Feeling lost/ dont know who I am anymore

Posted , 9 users are following.

Hi everyone, I was diagnosed with anxiety about two years ago and since then I feel like I don't know who I am anymore. Prior to my anxiety I felt as though I was a very happy and confident person and got along really well with others. Now it's as if I've turned into a completely different person- I'm constantly worrying and self doubting, which is making me depressed and withdrawn from others sad All I want is to go back to the way I used to be.

Has anyone else felt this way?? rolleyes

1 like, 7 replies

7 Replies

  • Posted

    I know how you feel I'm the same. I miss the old bubbly and happy me.
  • Posted

    Hi emxx,

    Yes thoes feelings are very well knowm in my life too,I think they are a 'clasic' sign of depression/anxiety.

    Try to dismiss your worrying & self doubts, as these things will only keep you locked into a downward spiral.

    All the best.

  • Posted

    Hi emxx

    Yes it really does cause just feeling lost. This is exactly how I felt before starting on Citalopram. I doubted everything in my life even my marriage. Since starting cit Ive had to get to know myself again. And more importantly learn to like myself as I was full of self loathing before.

  • Posted

    Hi Emxx,

    I was in the same situation a few years ago. I think the only difference is that I didn't know that it was depression because I did not seek any professional help. I just discovered through online after browsing on forums and reading some articles that was quiet similar to what I was experiencing. The only thing to get over from depression is by looking forward, leaving behind those negative thoughts, uncomfortable feelings and set up a new goal for yourself. Focus your attention outward rather than constantly contemplating on your thoughts. Hope this helps.

  • Posted

    hi

    i feel exactly the same way so you are n ot alone. i avoid social situations now and i am constantly worrying about everything, i think its important to start with to recognise that you have an illness, an illness of the brain, just like any other part of the body and you will get better. i try to think like this, i have had anxiety/depression on and off for many years now and sometimes it completely overwhelms me, i am on medication now which is fine. perhaps as we go through life i think we always want to be how we used to be, i certainly do, but we will never be who we used to be, we cant do anything about yesterday or tomorrow but we can live for today. try and do something positive each day, even if its something very small, i believe we all doubt ourselves at sometime, i certainly do but the human spirit is much stronger than you think,

    take one day at a time

    take care

    x

  • Posted

    Thank you all for your responses- it's nice to know that I'm not alone in feeling this way!
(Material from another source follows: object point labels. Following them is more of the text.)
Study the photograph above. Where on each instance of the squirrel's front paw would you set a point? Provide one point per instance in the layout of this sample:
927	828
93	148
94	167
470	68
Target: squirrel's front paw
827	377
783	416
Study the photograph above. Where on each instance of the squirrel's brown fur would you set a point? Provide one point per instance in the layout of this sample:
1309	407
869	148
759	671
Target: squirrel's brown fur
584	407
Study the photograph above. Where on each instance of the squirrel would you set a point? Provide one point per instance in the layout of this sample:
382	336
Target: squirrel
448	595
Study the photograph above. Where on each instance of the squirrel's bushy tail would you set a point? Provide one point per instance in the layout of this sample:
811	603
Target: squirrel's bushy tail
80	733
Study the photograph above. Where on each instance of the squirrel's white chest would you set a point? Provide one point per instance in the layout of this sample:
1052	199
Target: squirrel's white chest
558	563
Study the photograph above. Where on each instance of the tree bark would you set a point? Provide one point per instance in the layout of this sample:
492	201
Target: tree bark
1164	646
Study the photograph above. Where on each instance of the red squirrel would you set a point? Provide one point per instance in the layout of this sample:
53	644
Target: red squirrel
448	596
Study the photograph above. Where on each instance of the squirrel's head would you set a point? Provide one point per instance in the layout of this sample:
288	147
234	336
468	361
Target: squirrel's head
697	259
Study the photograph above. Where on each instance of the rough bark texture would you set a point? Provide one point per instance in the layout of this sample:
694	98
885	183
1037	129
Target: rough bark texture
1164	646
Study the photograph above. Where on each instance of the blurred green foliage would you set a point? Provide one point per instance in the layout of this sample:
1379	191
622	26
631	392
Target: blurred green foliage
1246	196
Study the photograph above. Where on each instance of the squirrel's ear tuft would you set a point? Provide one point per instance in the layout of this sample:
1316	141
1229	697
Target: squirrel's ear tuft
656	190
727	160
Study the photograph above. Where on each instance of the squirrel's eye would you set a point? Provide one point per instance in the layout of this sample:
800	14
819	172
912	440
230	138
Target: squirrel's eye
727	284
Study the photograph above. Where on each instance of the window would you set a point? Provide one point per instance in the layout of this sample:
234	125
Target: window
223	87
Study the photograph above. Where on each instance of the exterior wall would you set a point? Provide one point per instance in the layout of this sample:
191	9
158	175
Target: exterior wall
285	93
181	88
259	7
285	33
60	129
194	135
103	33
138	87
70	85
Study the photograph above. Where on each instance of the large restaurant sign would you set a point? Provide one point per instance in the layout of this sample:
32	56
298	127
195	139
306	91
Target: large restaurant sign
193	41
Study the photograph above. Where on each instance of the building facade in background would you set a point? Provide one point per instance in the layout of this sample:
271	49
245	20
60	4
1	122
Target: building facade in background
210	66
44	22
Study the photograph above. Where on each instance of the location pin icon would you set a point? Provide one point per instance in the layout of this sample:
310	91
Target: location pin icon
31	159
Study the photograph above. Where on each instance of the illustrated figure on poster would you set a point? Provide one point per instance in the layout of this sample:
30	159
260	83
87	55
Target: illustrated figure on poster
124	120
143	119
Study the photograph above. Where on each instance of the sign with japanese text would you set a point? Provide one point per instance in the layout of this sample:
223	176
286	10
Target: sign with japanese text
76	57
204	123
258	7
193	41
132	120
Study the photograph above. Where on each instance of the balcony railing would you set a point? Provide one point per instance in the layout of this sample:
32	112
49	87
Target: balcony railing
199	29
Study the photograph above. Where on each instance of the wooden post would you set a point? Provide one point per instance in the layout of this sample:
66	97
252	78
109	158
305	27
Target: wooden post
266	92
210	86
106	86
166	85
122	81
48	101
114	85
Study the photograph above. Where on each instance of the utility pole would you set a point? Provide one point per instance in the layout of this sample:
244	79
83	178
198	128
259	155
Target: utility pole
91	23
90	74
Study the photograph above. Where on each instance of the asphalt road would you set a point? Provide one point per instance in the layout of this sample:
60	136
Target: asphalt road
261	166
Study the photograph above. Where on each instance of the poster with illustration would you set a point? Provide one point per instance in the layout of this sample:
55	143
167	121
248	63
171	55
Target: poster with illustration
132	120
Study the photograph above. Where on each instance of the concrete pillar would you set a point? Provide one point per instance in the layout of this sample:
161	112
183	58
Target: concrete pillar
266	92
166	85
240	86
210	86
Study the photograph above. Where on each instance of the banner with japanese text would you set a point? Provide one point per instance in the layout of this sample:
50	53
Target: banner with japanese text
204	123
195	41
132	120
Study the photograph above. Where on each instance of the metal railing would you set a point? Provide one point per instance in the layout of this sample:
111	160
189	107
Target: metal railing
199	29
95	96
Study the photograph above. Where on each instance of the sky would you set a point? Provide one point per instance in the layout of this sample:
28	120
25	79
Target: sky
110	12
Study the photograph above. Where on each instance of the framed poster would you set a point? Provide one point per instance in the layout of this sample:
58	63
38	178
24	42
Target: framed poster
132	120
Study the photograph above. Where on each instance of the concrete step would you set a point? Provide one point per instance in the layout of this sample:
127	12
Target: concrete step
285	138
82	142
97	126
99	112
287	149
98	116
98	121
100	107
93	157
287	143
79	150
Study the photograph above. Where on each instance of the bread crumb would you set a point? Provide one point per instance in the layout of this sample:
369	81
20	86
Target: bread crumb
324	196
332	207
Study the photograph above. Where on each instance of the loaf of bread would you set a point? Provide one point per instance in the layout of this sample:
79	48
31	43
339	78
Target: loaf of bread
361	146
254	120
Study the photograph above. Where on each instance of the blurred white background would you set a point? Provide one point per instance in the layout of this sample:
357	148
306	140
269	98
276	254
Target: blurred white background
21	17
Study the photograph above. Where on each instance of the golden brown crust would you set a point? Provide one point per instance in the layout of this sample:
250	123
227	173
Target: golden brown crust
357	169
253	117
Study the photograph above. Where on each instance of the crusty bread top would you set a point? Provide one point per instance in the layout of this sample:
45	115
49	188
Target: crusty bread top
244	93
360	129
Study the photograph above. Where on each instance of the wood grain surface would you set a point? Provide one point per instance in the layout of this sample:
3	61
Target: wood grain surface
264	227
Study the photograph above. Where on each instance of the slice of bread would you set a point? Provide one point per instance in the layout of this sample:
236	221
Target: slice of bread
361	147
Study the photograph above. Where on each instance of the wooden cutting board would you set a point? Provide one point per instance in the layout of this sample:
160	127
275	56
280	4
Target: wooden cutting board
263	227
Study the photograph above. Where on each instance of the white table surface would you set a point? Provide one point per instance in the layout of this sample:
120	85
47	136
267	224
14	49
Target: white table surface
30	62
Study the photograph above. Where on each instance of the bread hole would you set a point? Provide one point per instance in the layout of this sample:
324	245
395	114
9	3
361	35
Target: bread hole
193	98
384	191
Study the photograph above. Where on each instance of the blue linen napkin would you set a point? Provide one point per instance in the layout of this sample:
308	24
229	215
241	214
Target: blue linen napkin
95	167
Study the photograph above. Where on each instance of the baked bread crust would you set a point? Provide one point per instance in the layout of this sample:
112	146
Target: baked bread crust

Ive been hesitant to see anyone about the depression side of it, it's only recently I've acknowledged I suffer from it. I have really good days and that's what makes me think I can get through it alone but lately the bad days have started outweighing the good as a result of work/family stresses. Really appreciate you all sharing your experiences and suggestions, it's comforting to know that it's possible to get through it! xx
  • Posted

    Hey you arnt alone, don't try and take a quiz but I'm only 4% loved out of everyone I know. I'm hated and I'm pretty sure you have a lot more than you think. I've been shot down from getting someone without them even moving a muscle, I wanted to ask someone to be mine and they are already taken so now I've almost abandon all of my friends, family (not runaway) and even people who I just met to be friends. I literally just want to regret everything. I just can't stop thinking of that person. I was depressed for about 7 months and counting, just about willing to let everything go and live alone in the wilderness where my next mistake will be my last.

    I done even know what is right or wrong anymore, but I know this and you should too. My father who abandon me for 10 years told me this, "life is like a game, you win sometimes and you lose sometimes, but you always, even in he worse circumstances, go for it. Do what you can the best you can and don't give up, push the odds out of your mind and just do it." Please remember this before you do something you will regret.